Scaramucci foresees that, thanks to its capacity for practically instant and costless transactions, blockchain technology will pose an existential crisis for traditional finance businesses, to which they can either succumb in defeat or embrace and thrive. 

Using the analogy of the rise of internet protocol telephony and free-calling apps, he asks: “Does the phone company survive? Yes, they survived. They’re just doing different things now. And that’s my message to the TradFi people: ‘Relax. We’re all going to be fine.’ But you got to adapt. You’ve got to be a Swiss Army knife in this world right now. You’ve got to pull out another weapon. The one that you were using traditionally is not going to be the one you’re going to be using in the future.”

Amid expanding crypto ownership and continued evolution of the technologies underpinning the industry, Scaramucci says it’s inevitable that governments will allow exposure to crypto assets, even in such crypto-unfriendly countries as China.

“We have 73 million people in the United States that own a piece of a cryptocurrency. Good luck (resisting it), because that’s like a decentralized lobbying organization,” he said. “(Miami) Mayor (Francis) Suarez was here at dinner with me the other night. He says, ‘Hey, you know how many people it takes to win the presidency?’ I said, ‘No, sir. How many?’ ‘Fifty-five to 60 million. You know how many people own Bitcoin? Seventy-five million.’ Trust me, these people are going to be pro-Bitcoin going into that (U.S.) presidential candidacy in 2024.”

Watch Scaramucci’s full interview with Forkast Editor-in-Chief Angie Lau to learn more about how blockchain will shape the future of finance, what it takes to prepare for a decentralized future, and how he predicts regulators in the U.S. and China will react to the growth of crypto.

Highlights

  • Decentralization means durability: “Decentralized properties are way sturdier. And I think what you learn from sociology, political science, biology (is that) things that are decentralized are sturdier … So, we’re about to enter an age of individualism, an age of libertarianism, and an age of freedom. And, by the way, this is why some governments — autocratic, authoritative governments — don’t like it. ‘Get it out of my country.
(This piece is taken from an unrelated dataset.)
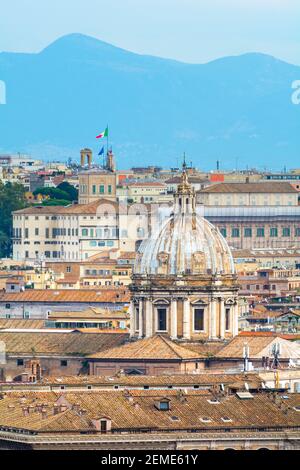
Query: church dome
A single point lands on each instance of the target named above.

Move your mining, move the assets. You’re not allowed to own it.’ Because they’re afraid of it. But I’m not afraid of it. I want people to embrace it … You’re an individual able to express yourself and you don’t have to come in to some centralized company and listen to a whole lot of nonsense and bunk.”
  • Token time for TradFi: “(Some TradFi companies are) ignoring it and they’re saying it’s rat poison and it’s worthless and it’s going to go away. And if they’re into it, they’re using their private equity capital to buy in the companies that support it. I find that odd, because the underlying tokens have to do well for those companies to do well, and yet they won’t touch the underlying tokens … Here’s what I would say — because it’s the gradualism, it’s the incrementalism that’s usually the best process — so own a percent of it, own a half a percent of it … Why miss this, if this is going to transform our society, where you and I are going to be able to transact with each other without permission?”
  • Punishing the poor: “Let’s have a decentralized process so no policymaker or politician can capriciously disrupt your money.  My dad was a blue-collar laborer. He worked by the hour. You’re stealing his money when you’re inflating it away. Inflation is the most regressive tax you can impose on a society … Because you’re going to help the rich when you inflate, because they own the assets. Assets are just going to go up and down, but you’re stealing the money from my dad. Can we stop that, please? And that’s the future. And we have the technology now to create that future.”
  • Crypto’s property protections: “The IRS (Internal Revenue Service) has already deemed cryptocurrencies intangible property … Property is sacrosanct, and so therefore, they can’t get rid of it. If I own it and it’s my property, they have to buy it from me. That’s called eminent domain. And I can trade it or sell it to you for a consideration. That’s been going on now for 900 years, dating back to the Magna Carta, and that’s not going away … Don’t forget that in the United States, when you’re hearing all this ranting and raving from some of these politicians that don’t like crypto, the IRS already deemed it property … You’re not getting rid of it.”
  • A Bitcoin ETF breakthrough: “There’s still the specter of uncertainty in the United States related to regulation. But I think a lot of that stuff will end once we get a Bitcoin cash ETF (exchange-traded fund) in the U.S. We have them in Canada. We have them in Europe. We will eventually have a cash ETF in the United States. And what that will do is open up a floodgate of activity, because the minute they say that the cash ETF is okay, every wirehouse, every bank, is going to be, like, ‘I’ve got to have that as a part of my arsenal in terms of financial instruments in dealing with my clients.’ So, once that happens, you’re forcing everybody into the pool.”

Transcript

Angie Lau: Anthony, it’s great to have you here. We’re in the Bahamas. But when people think of you, they don’t think of you working with an FTX of sorts. You’re part of the Wall Street allure. You’re part of the traditional world. But you’re also prescient. We saw your moves into crypto well before anybody else made that move.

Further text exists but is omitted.